Cassandra Jackson watched her 10-year-old son Johnny splash around in their South Carolina neighborhood pool, beneath the blistering sun. It seemed like an ordinary summer day. She had no idea it was one that would change her life forever.
After an hour of getting out of the pool and walking home, Johnny told his mother he was sleepy, something Cassandra didn’t find unusual considering he was out playing all afternoon. There was no immediate sign that anything was wrong, let alone, he was slowly drowning. Johnny took a nap and when Cassandra checked on him later, she found his face covered in a foam-like substance. He had no signs of life. When they rushed his lifeless body to the hospital, coroners declared his cause of death was “Asphyxiation by Drowning.”
4th-grader Johnny Jackson had his first and last swim on June 5th, 2008 and dry-drowned by swallowing too much pool water.
“I’ve never known a child could walk around, talk, speak, and their lungs be filled with water,” Cassandra told NBC in a heartbreaking interview.
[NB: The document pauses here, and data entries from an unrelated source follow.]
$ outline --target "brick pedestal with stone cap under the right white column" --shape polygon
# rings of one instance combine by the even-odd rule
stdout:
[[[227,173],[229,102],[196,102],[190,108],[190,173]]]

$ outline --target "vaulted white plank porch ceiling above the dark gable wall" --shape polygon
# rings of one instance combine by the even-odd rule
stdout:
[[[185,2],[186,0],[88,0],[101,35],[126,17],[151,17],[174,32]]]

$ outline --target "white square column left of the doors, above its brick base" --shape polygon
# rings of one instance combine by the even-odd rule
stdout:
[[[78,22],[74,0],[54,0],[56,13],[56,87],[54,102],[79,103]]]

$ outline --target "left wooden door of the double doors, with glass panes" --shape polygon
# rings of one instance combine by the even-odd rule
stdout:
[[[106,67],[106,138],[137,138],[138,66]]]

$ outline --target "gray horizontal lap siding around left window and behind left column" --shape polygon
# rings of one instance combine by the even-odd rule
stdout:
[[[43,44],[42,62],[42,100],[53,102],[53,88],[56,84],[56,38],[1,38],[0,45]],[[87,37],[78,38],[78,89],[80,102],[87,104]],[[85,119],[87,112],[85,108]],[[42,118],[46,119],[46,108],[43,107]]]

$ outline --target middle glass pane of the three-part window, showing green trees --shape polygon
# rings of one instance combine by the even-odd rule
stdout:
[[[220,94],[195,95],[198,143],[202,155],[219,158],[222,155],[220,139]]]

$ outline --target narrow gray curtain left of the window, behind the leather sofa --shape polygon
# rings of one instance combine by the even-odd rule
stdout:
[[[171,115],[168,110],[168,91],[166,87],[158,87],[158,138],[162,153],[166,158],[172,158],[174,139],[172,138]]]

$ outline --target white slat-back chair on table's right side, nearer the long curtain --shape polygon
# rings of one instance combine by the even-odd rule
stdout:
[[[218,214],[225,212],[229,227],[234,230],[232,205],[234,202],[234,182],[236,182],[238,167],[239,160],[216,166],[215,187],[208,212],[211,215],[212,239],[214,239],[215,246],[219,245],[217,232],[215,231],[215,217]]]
A delayed, or dry-drowning is rare but not unheard of. Dry-drowning signs can be anything from sleepiness to a bloated tummy. In an interview on the Today show, pediatrician Dr. Daniel Rauch says that the salt or fresh water damages the lining of the lungs and prevents oxygen from going into the blood and carbon dioxide from going out of the blood. This can also happen to a child in the bathtub.
Cassandra Jackson was unaware of dry-drowning before her “little man” passed away from it, but her tragic story could save your child’s life.